RESTful services are stateless therefore each request needs to be authenticated individually. State in REST terminology means the state of the resource that the API manages, not session state. There maybe good reasons to build a stateful API but that is going against REST principles. It is important to realize that managing sessions is complex and difficult to do securely, as it is prone to replay and impersonation attacks. So what options do we have to secure RESTful services? This post looks into Basic Authentication, MAC (Message Authentication Code), Digital Signatures and OAuth.

Security basics

When looking at any security aspect, often a lot of terms get thrown around which can be overwhelming and also confusing. Therefore, before looking at the nitty-gritty of securing RESTful APIs it is worth getting some security jargon out of the way.

  • Authentication - Establish the sender’s identity so that receiver knows who they are talking to; e.g. client (user, device, or another service/API) sends credentials (either in plaintext or encrypted) to the server to identify itself.

  • Authorization - Verification what that the sender has access to.
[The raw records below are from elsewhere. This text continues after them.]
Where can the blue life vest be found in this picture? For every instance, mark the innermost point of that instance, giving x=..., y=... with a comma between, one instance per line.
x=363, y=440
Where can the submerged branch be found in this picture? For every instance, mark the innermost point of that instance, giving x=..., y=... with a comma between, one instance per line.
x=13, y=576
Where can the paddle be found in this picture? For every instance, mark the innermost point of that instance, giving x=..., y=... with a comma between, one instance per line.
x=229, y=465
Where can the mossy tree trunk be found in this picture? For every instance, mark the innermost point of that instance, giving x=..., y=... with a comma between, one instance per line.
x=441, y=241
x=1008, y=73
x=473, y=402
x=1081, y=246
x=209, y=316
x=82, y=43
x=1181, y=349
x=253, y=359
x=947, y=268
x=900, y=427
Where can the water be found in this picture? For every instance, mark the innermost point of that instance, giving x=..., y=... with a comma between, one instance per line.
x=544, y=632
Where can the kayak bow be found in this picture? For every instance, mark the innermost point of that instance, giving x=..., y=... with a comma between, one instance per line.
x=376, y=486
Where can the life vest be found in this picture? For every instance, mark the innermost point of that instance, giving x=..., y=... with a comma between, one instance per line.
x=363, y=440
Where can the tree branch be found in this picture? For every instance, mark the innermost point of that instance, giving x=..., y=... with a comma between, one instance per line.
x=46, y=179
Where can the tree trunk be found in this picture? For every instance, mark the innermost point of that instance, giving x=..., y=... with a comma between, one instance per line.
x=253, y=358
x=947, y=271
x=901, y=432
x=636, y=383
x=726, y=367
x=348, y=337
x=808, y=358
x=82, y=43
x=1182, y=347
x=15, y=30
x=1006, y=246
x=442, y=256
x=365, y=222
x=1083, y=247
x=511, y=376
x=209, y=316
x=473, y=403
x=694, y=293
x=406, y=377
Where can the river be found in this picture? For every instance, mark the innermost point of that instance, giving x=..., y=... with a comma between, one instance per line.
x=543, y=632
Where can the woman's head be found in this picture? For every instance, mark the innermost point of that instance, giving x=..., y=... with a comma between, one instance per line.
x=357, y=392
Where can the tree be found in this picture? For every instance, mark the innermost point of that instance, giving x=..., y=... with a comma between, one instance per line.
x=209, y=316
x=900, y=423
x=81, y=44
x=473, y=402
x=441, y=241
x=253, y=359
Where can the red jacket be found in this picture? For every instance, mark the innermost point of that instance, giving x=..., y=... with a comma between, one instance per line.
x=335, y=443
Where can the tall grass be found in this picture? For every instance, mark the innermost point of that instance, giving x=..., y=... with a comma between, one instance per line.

Happens post authentication to determine whether they have access to a certain resource.

  • Integrity - Ensuring message contents of a request haven’t changed in transit.

  • Non-repudiation - Ensuring that the sender cannot deny having sent the message; e.g. your bank cannot deny having sent you a bank statement if it has a valid stamp of the bank on it and this could be proved to a third party.

  • Confidentiality - No one can see the message contents in transit from sender to receiver.

In order to achieve secure communication, be it client to service or service to service, there are fundamentally two problems to solve:

  1. Ensure that the message can only be read by the intended recipient.
  2. Ensure that the message is from a known sender and it has not been modified in transit.

The first problem can be solved using encryption. Encryption is used to achieve confidentiality and means only those with a corresponding secret key can read the message. However encryption alone does not guarantee integrity. The second problem can be solved using cryptography which often uses combination of encryption and hashing to achieve authenticity and integrity in addition to confidentiality.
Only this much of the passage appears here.